Послушай он отца, тот бы использовал свое положение старого социал-демократа, и сын по-прежнему пахал бы землю. Но этого не случилось. И когда он увидел пришедшего в роту сына, понял, что он будет его страшный враг, и душевное состояние старого капрала Кивимяки пошатнулось. Он впервые испугался сына не потому, что это был уже не восемнадцатилетний мальчик, а мужчина средних лет — коммунист, а потому, что у него почему-то не зародилась мысль пойти и доложить начальству. А молчать он, как старый социал-демократ, не мог.
Началась борьба отца с сыном.
Речи старого капрала стали злее, ядовитее, а острие жала было направлено на сына, который все время проводил с солдатами, с отцом лишь заговаривал редко и то о доме, матери, семье. Многие солдаты покидали старого капрала и ради любопытства примыкали к молодому.

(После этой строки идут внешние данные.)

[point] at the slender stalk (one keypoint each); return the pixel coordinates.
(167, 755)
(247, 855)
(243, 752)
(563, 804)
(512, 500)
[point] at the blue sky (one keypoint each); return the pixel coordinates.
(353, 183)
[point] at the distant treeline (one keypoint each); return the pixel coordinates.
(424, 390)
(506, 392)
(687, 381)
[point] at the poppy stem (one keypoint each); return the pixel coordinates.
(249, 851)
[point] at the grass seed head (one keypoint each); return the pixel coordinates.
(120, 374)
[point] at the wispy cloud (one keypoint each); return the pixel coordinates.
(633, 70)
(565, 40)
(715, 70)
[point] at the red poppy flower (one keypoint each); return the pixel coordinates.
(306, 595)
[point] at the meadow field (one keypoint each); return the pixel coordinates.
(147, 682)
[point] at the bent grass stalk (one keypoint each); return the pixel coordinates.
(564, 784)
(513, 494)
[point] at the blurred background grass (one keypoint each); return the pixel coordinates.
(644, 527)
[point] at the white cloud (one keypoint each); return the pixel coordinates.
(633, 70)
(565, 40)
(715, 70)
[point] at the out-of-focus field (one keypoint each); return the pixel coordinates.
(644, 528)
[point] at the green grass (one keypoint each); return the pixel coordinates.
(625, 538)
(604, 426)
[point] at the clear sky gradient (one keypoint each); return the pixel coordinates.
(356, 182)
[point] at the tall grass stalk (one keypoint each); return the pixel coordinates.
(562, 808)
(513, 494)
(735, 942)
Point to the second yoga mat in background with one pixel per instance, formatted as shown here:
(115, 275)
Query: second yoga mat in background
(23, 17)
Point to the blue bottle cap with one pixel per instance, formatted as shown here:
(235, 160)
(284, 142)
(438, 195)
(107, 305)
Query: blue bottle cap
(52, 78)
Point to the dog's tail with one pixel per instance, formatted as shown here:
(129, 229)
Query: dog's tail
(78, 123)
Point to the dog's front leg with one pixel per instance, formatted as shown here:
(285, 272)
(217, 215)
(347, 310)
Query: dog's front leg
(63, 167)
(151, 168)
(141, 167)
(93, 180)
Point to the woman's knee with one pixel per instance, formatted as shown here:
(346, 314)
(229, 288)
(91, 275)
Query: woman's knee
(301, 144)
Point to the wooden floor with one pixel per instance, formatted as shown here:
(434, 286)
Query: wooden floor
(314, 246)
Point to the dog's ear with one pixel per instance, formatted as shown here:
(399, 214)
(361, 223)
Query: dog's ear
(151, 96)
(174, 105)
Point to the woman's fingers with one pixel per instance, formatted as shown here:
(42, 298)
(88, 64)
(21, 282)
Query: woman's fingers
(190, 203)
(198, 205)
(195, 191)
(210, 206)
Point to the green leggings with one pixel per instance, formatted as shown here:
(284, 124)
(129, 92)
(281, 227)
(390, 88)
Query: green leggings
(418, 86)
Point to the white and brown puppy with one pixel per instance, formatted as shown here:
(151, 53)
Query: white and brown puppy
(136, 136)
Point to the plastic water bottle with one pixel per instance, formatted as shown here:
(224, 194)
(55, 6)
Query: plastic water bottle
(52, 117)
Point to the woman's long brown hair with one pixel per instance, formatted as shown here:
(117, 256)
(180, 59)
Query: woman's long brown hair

— Надоело нам слушать тебя, пойдем послушаем сынка — говорили они старому капралу в глаза. От чего старый капрал злился пуще прежнего. Но когда ему кто-то сказал: — Папаша, а не мешало бы твоему сынку петлю на шею да вздернуть на сук. — Он на миг представил висевшего на сосне сына, вокруг которого вьются вороны стаями, и сердце старика дрогнуло.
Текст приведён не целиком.